The 629 is a fantastic wheel gun, I can't give you any info based on experience from the Ruger.


----------



## Plainsman

All I can say is ditto to Whelen35's advise. I have had both brands, but have two 629's now. My serious hunting 44 is an 83/8 inch underlug with unflutted cylinder. Only about 100 were made. I sometimes use a load I read about in Shooting Times. The guy called it the 10.91mm Mag. It is the 300 gr Hornady with two canelures. My cylinder is long enough to use the second canelure and I load H110 to near max load for a 240 gr. It gives me (don't know where I put my data sheet) just around 1400fps if I remember right.

I have not seen my nephews 629 yet, but as he described it on the telephone a constant diet of these heavy loads peened the end of the cyclinder rod and he had problems with lockup. A little emery cloth solved the problem. I don't think you will loosen one with factory loads.
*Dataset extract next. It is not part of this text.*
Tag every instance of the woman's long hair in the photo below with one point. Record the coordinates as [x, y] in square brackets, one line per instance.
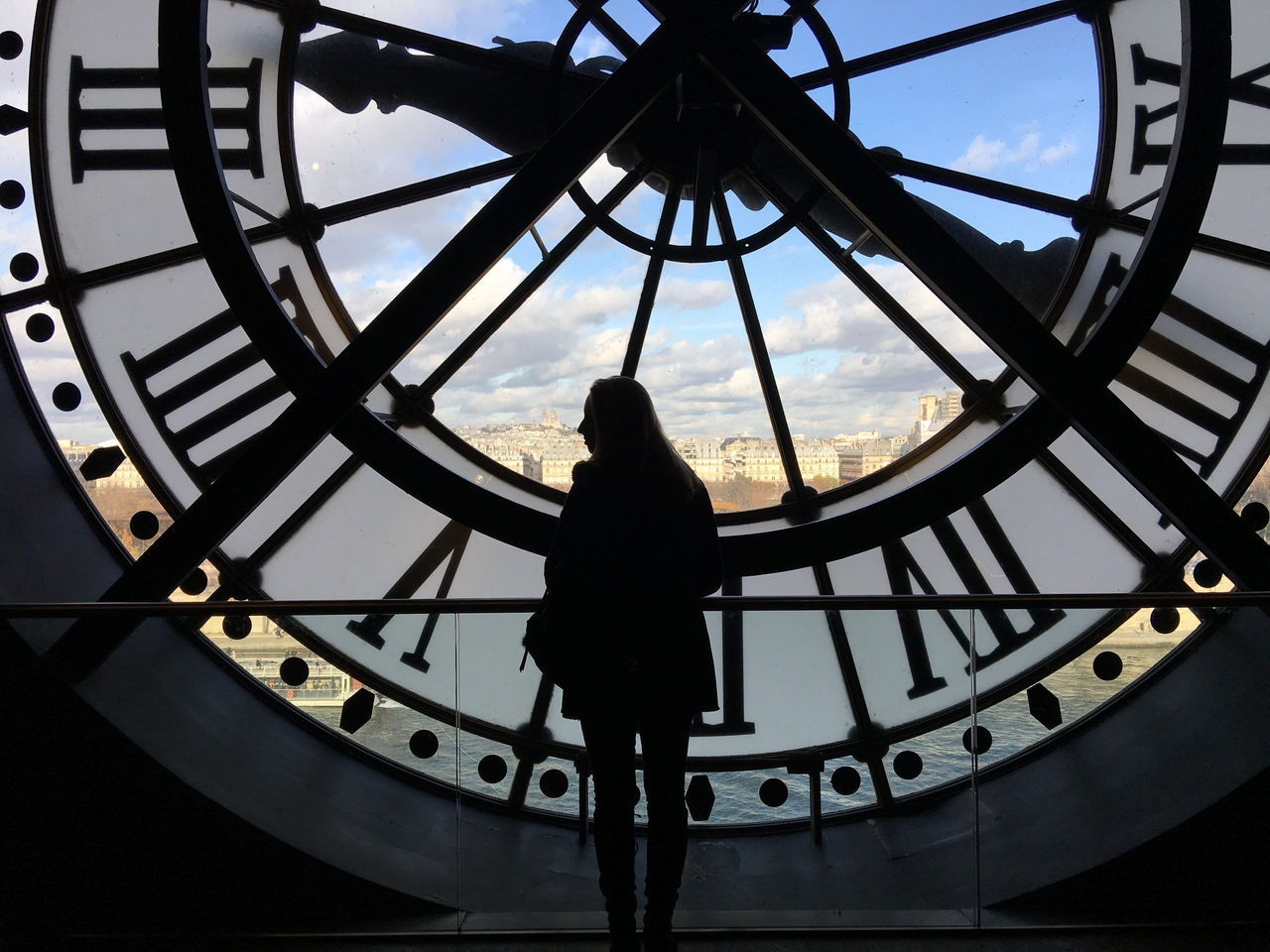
[629, 435]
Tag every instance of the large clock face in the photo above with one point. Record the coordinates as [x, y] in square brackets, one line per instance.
[385, 235]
Oh, my second 629 is a 4 inch barrel without underlug. It kicks twice as much, but I don't leave it behind like I do the long barrel. If you want it for backup go light. If you don't you will leave it behind. Also, for $75 put night sights on it.


----------



## The Norseman

Very good advice from both.

I only have S&W's and only use heavy loads at hunting time.
Light loads for plinking.

Good Luck.


----------